A clean, fast, and dependency-free Python client for football analytics data from Understat.
Understat provides a simple, object-oriented interface to access detailed football statistics, including Expected Goals (xG), match results, and individual player performance. It processes the data into clean, ready-to-use Pandas DataFrames, making it perfect for data analysis, visualizations, and modeling. There are available 6 european leagues: Premier League, La Liga, Bundesliga, Serie A, Ligue 1 and Russian Premier League from season 2014/2015.
- League-Level Data: Get full season standings, match schedules, and player stats for major leagues.
- Team-Specific Analysis: Access a team's complete match history and seasonal roster.
- Detailed Player Statistics: Retrieve game-by-game logs and individual shot data for any player.
- Granular Match Data: Pull shot maps, lineups, and key events from a single match.
- Pandas Integration: All data is delivered in structured and intuitive Pandas DataFrames.
- Lightweight: No browser or external driver dependencies required.
This package is in development yet, then can change.
To install the package:
pip install underdataor:
git clone git@github.com:osvaldomx/UnderData.git
cd understat
python setup.py installThe library is designed to be intuitive. Here are a few examples to get you started.
| Object | url |
|---|---|
| underdata.league() | https://www.understat.com/league/<league_name>/<year> |
| underdata.team() | https://www.understat.com/team/<team_name>/<year> |
| underdata.player() | https://www.understat.com/player/<player_id> |
| underdata.match() | https://www.understat.com/player/<match_id> |
Analyze an entire league's performance. The get_teams() method can provide a basic or advanced statistical table.

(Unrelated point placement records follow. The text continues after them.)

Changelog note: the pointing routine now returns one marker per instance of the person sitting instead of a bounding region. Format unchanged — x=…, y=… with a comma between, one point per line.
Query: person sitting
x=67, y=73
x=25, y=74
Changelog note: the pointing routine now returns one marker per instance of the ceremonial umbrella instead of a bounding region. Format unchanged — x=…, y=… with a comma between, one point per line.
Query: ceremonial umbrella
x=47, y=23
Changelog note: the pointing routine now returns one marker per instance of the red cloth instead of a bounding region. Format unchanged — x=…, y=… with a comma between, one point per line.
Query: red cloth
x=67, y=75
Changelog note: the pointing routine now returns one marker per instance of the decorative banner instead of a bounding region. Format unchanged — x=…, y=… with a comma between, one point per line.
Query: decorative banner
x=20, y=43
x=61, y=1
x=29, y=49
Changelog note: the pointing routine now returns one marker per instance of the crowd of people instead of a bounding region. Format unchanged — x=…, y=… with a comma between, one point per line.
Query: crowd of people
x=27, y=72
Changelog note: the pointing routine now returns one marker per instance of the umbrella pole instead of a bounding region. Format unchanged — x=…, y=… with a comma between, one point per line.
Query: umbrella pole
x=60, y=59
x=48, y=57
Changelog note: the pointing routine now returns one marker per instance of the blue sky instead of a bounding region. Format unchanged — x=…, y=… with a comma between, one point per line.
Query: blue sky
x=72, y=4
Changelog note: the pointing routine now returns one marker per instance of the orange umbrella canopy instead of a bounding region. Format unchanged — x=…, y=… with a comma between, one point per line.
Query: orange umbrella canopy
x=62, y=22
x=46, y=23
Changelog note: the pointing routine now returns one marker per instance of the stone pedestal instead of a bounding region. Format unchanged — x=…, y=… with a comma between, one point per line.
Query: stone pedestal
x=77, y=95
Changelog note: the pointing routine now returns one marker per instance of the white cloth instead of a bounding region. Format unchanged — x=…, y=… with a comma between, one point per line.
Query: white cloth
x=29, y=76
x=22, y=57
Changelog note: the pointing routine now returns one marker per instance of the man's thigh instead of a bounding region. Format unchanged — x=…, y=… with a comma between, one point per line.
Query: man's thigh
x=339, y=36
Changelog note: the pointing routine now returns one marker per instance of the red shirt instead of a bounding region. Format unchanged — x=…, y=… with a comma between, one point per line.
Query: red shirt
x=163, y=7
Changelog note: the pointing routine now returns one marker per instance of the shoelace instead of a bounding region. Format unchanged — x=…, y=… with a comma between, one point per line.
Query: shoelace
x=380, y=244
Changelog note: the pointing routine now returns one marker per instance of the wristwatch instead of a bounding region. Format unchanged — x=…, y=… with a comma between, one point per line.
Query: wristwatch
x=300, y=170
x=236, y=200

from underdata.league import League
# Initialize the league for a specific season
la_liga = League(league_name="La_liga", season=2023)
# Get the advanced standings table
teams_df = la_liga.get_teams(advanced=True)
print("La Liga 2023/2024 Final Standings (Advanced Stats)")
print(teams_df.head())Drill down into a single team's performance over a season.
from underdata.team import Team
# Initialize a specific team
real_madrid = Team(team_name="Real Madrid", season=2023)
# Get the team's complete match history
match_history_df = real_madrid.get_match_history()
print("Real Madrid's Last 5 Matches of the Season:")
print(match_history_df.tail())Analyze a single player's performance, including their shot data, perfect for creating shot maps.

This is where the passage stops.